The March-2018-drop was a son of Texas Mount K002 who also sired last year's sale topper.
Elders southern livestock manager Laryn Gogel said the eye-appealing bull would fit in well with Clover Ridge's large scale commercial herd.
"On the back of losing one of the Nampara sires that we bought here a few years ago through injury, K185, we needed a big bull to follow him up," he said.
"He is going to back up a program that has Nampara written all over it going over those K185 daughters.
"Most of Greg's cattle you see as weaners but he is well conscious that he has to keep the feedlotters and processors on the other end in mind.

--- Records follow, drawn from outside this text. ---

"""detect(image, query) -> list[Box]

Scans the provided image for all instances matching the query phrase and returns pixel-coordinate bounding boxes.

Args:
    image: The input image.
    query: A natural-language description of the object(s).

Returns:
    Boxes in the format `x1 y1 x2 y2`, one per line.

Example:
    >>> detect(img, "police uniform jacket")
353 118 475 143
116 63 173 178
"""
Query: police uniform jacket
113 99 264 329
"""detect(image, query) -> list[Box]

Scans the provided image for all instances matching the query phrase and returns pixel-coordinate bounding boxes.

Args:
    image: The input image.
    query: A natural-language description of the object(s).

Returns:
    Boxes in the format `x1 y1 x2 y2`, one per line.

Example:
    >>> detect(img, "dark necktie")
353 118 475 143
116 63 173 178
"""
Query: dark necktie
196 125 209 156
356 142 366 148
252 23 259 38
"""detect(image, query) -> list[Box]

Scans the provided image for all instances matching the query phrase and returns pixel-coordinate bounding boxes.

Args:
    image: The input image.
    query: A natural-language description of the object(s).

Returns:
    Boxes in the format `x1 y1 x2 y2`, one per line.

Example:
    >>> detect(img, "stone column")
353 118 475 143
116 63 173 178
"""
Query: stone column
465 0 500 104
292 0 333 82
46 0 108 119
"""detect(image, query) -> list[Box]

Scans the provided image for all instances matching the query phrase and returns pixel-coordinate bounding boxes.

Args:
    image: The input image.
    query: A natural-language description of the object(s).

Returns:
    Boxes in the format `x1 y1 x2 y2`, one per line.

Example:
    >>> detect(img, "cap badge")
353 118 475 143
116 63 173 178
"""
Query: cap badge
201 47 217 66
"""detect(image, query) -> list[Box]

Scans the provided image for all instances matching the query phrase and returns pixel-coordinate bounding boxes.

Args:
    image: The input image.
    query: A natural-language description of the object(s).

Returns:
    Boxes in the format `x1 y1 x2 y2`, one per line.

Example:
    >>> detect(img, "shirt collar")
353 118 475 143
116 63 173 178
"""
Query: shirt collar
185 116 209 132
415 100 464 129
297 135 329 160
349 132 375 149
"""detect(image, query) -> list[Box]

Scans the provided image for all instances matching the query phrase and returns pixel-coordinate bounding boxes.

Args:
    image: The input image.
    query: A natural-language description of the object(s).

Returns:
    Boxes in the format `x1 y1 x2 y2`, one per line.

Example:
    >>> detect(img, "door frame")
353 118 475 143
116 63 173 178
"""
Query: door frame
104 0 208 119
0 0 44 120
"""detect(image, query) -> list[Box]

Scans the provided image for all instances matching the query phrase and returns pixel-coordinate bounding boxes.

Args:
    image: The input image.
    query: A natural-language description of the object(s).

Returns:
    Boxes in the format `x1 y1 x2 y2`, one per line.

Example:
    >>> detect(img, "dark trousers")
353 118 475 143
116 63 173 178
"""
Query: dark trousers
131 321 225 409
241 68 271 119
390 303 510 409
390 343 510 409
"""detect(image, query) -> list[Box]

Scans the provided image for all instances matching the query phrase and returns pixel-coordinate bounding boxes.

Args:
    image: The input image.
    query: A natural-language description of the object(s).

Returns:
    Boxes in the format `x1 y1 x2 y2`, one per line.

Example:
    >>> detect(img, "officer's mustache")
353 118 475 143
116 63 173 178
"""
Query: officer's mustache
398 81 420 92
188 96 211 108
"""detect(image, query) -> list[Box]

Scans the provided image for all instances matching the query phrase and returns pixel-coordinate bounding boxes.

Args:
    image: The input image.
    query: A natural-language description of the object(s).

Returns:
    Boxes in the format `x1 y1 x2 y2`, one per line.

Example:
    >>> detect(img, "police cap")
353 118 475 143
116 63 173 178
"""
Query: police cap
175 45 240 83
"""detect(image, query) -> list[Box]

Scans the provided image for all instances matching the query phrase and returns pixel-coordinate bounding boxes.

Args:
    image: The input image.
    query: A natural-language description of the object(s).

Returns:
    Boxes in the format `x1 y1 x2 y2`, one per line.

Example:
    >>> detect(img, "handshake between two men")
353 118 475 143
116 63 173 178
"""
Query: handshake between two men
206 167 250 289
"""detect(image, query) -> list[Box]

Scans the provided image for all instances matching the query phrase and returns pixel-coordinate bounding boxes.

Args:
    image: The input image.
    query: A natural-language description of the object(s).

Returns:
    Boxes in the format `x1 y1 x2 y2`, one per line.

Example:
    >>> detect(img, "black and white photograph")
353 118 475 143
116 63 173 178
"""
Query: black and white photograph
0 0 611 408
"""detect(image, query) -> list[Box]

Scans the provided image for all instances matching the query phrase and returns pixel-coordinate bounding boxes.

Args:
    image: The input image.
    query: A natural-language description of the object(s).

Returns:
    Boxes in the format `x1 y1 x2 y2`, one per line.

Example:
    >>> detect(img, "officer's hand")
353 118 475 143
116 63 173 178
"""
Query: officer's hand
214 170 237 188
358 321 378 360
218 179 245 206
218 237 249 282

He is a bull that has growth and should be able to give you enough softness in his calves but carry it into what will be the next level of feeder steers to processing cattle."
Clover Ridge also bought the following lot, Nampara Western Express P136, for $16,000.
Buyer of the top price bull last year, Chris Schinckel, HB Schinckel & Son, Naracoorte, paid $16,000 for lot 4, Nampara Kingdom P210- a son of the $150,000 sire Millah Murrah Kingdom K35.
Kingdom P210 had been used over stud cows and had figures in the top five per cent for 200, 400 and 600 day weight.
The frenzied bidding continued into the bulls which had been used over Nampara's commercial females.
The majority of these 18 bulls were elevated in the catalogue after lot 4 and averaged $9806.
TFI Rural was the sale's volume buyer securing six bulls for a $8500 average, including a Texas Mount son at lot 31 for $12,500.
JF&EA Girke, Penola, secured four bulls for a $8500 high.
We weren't really sure how the sale would go this year so we dropped back our numbers but kept the quality up and I think we were rewarded for that.
- Stuart Hann, Nampara stud
Western Vic buyers were also strong among the nearly 50 registered bidders including Lyndhurst Pastoral Company, Casterton, who secured four bulls to $8000, averaging $6500.
Nampara stud's Stuart Hann was very pleased with the result.
"We weren't really sure how the sale would go this year so we dropped back our numbers but kept the quality up and I think we were rewarded for that," he said.
He said the cattle market had" turned" in recent weeks on the back of widespread rain in the eastern states
Nampara sold pregnancy-tested-in calf commercial heifers at the Mount Gambier feature female sale earlier this week for an impressive $2233 average- at least $400 more than similar Angus females made at Naracoorte just a few weeks earlier.
"The bull job is really on a roll and our clients could see they will get good money for their next lot of calves with the 40 to 50c/kg rise in the job in the past couple of weeks so they weren't afraid to spend a bit more," Mr Hann said.
Elders auctioneer Ross Milne said it was a "good fair sale to suit all budgets".
"It was great to see good money at the top end, a lot of bulls made over $10,000, but in saying that as we moved through the draft there was good value from $4000 to $7000 - that is all you can really hope for in a sale," he said.
"The cattle have good muscle and they are good bodied, good deep cattle - that is what the Nampara program is all about."